Re: Criminals breathing and old cars.

whether people engaging in criminal behaviour drive old vehicles disproportionally.

That… was the exact issue at hand. The officer said that in his experience people who engage in criminal behavior are more likely to drive old vehicles. That was his exact argument.

And that answer is probably even true, at least if we base our analysis on known criminal activity. The ever present issue of law enforcement is that data based law enforcement easily becomes a self-perpetuating cycle, where more resources directed to a specific area leads to the discovery of more criminals in that area, which then becomes a data point supporting applying more resources to that area. Rinse and repeat.

Anonymous Coward says:

Re: Re: Criminals breathing and old cars.

The officer said that in his experience people who engage in criminal behavior are more likely to drive old vehicles. That was his exact argument.

No. It wasn’t. Stop making stuff up.

The officer said that in his experience people who engage in criminal behaviour are likely to drive old vehicles, but no-where does he state that criminals are more likely to drive old vehicles.

David says:

Re: Re: Re:5 Criminals breathing and old cars.
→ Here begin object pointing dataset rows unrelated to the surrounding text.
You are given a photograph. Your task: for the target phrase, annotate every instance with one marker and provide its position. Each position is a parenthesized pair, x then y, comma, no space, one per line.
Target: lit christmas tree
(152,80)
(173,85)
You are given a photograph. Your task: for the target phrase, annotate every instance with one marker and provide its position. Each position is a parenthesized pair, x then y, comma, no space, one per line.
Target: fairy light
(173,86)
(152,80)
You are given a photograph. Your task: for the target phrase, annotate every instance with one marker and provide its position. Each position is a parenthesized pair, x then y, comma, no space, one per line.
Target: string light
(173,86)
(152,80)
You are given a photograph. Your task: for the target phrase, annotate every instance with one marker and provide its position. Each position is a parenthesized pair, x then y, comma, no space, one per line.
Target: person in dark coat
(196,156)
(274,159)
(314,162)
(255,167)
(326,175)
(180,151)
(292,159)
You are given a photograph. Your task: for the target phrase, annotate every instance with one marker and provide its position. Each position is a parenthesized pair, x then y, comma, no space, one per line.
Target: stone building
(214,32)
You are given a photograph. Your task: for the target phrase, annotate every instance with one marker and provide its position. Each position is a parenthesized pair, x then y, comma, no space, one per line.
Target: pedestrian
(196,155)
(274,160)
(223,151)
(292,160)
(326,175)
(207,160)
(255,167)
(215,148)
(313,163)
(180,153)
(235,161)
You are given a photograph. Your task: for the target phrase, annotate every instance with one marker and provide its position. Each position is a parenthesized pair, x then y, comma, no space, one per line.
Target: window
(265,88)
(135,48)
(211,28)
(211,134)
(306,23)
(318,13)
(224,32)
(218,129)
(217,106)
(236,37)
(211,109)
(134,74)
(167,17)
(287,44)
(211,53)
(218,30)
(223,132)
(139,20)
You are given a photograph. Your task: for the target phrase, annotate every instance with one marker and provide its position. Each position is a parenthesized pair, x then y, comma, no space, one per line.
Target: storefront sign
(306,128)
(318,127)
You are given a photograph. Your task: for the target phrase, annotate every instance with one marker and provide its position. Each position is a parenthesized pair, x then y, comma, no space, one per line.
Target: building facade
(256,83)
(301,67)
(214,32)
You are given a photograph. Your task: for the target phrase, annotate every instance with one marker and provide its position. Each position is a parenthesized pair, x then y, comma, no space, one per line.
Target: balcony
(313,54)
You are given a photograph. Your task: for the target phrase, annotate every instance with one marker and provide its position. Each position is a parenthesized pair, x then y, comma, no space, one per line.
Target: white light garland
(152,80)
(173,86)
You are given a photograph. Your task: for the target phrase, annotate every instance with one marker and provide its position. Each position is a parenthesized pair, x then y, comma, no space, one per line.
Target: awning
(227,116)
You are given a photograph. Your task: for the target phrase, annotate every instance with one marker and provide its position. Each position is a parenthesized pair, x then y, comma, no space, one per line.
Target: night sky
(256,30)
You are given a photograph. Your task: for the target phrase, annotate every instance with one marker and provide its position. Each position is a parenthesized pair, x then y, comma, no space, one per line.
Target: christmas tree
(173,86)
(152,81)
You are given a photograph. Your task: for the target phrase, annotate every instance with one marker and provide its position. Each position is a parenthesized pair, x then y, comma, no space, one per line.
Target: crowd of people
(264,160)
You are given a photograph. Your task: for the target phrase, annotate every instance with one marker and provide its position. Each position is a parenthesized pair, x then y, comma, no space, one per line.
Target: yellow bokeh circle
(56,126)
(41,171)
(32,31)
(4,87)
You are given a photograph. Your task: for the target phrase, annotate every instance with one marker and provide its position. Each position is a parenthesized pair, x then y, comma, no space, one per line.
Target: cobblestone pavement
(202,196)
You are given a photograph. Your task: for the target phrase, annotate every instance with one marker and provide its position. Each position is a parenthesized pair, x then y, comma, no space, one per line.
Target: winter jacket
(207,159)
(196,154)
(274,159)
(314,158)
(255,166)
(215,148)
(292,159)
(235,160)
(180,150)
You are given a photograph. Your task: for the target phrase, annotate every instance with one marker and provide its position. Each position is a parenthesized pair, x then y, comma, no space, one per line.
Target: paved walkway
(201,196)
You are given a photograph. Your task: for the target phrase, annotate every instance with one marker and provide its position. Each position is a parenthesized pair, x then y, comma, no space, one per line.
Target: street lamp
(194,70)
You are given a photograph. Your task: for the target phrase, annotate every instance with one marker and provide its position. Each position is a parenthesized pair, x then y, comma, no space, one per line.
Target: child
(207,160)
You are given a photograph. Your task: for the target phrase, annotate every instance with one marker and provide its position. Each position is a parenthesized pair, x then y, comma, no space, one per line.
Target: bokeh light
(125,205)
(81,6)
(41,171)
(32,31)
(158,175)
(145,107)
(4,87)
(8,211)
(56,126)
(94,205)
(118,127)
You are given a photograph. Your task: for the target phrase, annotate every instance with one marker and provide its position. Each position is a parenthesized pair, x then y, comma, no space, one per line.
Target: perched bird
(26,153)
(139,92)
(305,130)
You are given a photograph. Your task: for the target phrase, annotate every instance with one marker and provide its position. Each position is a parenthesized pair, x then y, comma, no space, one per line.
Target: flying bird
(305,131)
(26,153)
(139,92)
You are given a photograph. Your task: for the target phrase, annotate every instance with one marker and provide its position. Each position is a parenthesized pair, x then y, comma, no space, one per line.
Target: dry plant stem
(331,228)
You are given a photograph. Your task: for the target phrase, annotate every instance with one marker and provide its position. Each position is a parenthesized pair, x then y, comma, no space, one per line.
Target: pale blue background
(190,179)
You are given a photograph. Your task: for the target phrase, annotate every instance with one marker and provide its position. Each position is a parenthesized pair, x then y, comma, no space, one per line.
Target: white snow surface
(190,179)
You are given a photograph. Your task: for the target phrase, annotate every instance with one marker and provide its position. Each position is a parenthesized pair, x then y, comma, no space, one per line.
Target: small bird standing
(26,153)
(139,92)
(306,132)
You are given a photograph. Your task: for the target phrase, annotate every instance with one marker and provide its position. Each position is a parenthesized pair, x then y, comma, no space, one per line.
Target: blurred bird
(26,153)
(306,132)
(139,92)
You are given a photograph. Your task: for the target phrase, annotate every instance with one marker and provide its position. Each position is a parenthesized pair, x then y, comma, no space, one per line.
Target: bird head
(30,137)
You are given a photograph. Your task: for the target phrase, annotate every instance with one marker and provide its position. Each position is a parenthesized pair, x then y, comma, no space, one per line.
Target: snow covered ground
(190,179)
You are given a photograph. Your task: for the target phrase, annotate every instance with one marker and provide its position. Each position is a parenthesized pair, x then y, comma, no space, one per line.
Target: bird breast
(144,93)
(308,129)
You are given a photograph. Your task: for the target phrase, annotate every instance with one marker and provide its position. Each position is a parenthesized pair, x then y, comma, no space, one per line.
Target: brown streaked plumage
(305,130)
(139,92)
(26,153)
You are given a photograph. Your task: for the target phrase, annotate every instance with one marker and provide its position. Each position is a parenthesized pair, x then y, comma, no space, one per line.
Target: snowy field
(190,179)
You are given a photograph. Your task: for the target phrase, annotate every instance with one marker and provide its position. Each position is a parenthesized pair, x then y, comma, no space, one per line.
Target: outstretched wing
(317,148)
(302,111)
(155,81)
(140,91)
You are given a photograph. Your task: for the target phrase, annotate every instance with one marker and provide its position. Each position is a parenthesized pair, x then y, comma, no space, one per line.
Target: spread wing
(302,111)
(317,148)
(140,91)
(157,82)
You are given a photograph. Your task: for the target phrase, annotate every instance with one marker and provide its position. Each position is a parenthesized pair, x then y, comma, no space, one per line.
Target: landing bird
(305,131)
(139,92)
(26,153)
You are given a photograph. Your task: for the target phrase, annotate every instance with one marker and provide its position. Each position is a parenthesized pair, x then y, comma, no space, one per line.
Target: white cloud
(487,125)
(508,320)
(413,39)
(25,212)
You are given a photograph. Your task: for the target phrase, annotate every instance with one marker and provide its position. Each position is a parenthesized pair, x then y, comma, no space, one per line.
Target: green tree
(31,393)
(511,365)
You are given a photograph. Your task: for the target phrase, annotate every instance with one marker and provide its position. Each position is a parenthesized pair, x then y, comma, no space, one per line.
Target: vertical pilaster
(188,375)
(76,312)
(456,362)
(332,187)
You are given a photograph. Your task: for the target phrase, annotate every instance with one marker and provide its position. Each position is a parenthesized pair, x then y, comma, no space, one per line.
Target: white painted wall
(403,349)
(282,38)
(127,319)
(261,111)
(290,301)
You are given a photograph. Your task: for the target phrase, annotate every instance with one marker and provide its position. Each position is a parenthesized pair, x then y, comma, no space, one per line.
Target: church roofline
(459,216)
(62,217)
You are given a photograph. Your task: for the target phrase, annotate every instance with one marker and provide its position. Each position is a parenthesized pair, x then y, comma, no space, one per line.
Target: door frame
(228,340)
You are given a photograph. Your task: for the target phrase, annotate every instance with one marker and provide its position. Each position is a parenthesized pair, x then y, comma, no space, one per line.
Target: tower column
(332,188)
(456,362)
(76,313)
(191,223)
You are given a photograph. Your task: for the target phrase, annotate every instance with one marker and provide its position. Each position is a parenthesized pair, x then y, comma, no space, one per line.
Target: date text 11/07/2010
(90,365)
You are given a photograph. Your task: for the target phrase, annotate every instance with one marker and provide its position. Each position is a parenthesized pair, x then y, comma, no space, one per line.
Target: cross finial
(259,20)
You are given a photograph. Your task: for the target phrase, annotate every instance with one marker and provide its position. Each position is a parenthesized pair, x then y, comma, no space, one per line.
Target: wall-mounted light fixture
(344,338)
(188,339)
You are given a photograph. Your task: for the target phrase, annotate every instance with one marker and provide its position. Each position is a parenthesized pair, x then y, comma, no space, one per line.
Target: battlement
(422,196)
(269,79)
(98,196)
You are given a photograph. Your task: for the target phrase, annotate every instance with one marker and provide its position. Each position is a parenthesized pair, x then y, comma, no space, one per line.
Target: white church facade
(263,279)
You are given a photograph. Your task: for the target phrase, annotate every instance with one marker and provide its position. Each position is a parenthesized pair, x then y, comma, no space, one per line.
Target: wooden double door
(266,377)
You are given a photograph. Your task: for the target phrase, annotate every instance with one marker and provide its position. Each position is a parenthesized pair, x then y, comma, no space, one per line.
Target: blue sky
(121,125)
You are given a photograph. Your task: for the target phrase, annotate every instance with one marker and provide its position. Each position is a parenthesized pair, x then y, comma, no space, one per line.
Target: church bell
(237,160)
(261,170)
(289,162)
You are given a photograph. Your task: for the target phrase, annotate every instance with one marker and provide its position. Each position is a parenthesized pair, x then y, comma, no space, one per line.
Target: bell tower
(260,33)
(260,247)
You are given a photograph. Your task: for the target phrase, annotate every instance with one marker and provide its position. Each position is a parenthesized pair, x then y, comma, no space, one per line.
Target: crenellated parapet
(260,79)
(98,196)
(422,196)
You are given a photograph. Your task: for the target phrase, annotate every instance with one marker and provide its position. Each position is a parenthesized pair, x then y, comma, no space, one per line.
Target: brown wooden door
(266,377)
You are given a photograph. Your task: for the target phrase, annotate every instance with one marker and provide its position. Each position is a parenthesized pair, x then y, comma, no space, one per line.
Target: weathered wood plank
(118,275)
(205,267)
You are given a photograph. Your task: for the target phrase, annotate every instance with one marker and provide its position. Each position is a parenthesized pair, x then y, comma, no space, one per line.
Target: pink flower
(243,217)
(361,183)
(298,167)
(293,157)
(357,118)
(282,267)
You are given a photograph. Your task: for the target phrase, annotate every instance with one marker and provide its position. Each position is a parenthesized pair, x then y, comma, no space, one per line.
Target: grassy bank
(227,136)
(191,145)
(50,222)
A preposterous idiot who burnt through the vast fortune he inherited, and after going bankrupt got paid by Russia and his construction cronies to shovel money towards them? Who do you think profits from billions for building a straightforward riskless useless structure like a wall? Who paid for the presidential campaign of a president that was so broke that he does not want his tax returns viewed and who evaded paying a lot of contractors with his various bankruptcies?
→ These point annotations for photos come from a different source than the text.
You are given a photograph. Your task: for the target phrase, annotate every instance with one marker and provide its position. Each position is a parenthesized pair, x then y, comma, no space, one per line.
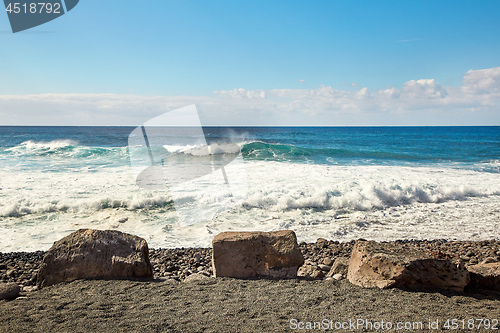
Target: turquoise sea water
(331,182)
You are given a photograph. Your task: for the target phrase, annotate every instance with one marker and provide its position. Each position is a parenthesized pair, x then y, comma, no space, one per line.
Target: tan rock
(9,291)
(340,266)
(311,271)
(247,254)
(485,276)
(87,253)
(196,277)
(387,265)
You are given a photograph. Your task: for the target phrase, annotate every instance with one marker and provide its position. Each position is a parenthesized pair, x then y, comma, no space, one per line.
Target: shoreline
(169,303)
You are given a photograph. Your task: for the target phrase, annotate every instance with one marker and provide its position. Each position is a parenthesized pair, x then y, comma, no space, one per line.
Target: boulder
(485,276)
(9,291)
(250,254)
(340,266)
(387,265)
(95,254)
(311,271)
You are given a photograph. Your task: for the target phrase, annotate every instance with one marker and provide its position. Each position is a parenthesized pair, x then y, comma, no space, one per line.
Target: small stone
(30,288)
(197,257)
(338,277)
(196,277)
(310,271)
(340,266)
(327,261)
(489,260)
(9,291)
(325,268)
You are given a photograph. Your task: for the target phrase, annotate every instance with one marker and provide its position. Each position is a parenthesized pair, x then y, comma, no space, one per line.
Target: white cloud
(354,85)
(484,81)
(417,102)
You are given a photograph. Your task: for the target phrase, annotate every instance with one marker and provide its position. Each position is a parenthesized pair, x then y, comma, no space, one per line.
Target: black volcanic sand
(231,305)
(167,304)
(177,264)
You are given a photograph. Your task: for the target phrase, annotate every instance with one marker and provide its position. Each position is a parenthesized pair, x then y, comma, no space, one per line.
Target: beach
(168,304)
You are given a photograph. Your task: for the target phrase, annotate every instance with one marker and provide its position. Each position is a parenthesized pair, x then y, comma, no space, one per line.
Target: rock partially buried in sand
(87,253)
(387,265)
(9,291)
(311,271)
(250,254)
(340,266)
(485,276)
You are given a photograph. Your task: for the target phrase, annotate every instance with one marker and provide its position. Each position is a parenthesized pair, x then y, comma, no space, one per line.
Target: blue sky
(181,52)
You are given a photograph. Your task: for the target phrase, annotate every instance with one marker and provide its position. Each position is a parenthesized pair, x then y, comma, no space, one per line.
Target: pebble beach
(168,303)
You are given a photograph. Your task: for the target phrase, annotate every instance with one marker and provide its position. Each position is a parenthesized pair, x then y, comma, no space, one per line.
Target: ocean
(339,183)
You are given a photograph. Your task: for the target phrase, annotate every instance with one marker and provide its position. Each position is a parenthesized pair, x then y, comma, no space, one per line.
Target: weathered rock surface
(340,266)
(311,271)
(249,254)
(9,290)
(196,277)
(88,253)
(485,276)
(387,265)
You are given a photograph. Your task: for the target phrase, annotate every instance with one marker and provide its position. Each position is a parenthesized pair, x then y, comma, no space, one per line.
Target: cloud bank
(417,102)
Trump is a goon propelled by the guys having Fox News in their pockets. He is not the one who is going to walk from crash-landing the U.S. in the largest bankruptcy in his books.

David says:

Re: Criminals breathing and old cars.

The issue should not be whether criminals drive old vehicles, but whether people engaging in criminal behaviour drive old vehicles disproportionally.

Wrong. That’s a criterion for dragnet policing where you don’t mind pestering innocents.

People engaging in criminal behavior breathe in an overwhelming proportion, but that’s not a valid criterion.

The criterion is whether old vehicles are disproportionally driven by criminals.

If every criminal drives an old vehicle, that doesn’t mean that every old vehicle is driven by a criminal. It only means new vehicles are not driven by criminals.

And that is not exactly what policemen will claim when they decide to stop a new vehicle.

Bergman (profile) says:

Re: Re: Criminals breathing and old cars.

Police are not exempt from arrest, and consider dragnet policing to be a viable tactic. But isn’t it funny how if you applied that tactic to them, they’d scream their rights were being violated?

Fun fact: It’s all but unheard of for a police department these days to not be subject to the RICO Act, if a prosecutor cares to go after them using it. Don’t believe me? Just look up how many times a cop was accused of wrongdoing, the department stated that cop was completely in compliance with department policy, only for a court to later rule he had broken the law.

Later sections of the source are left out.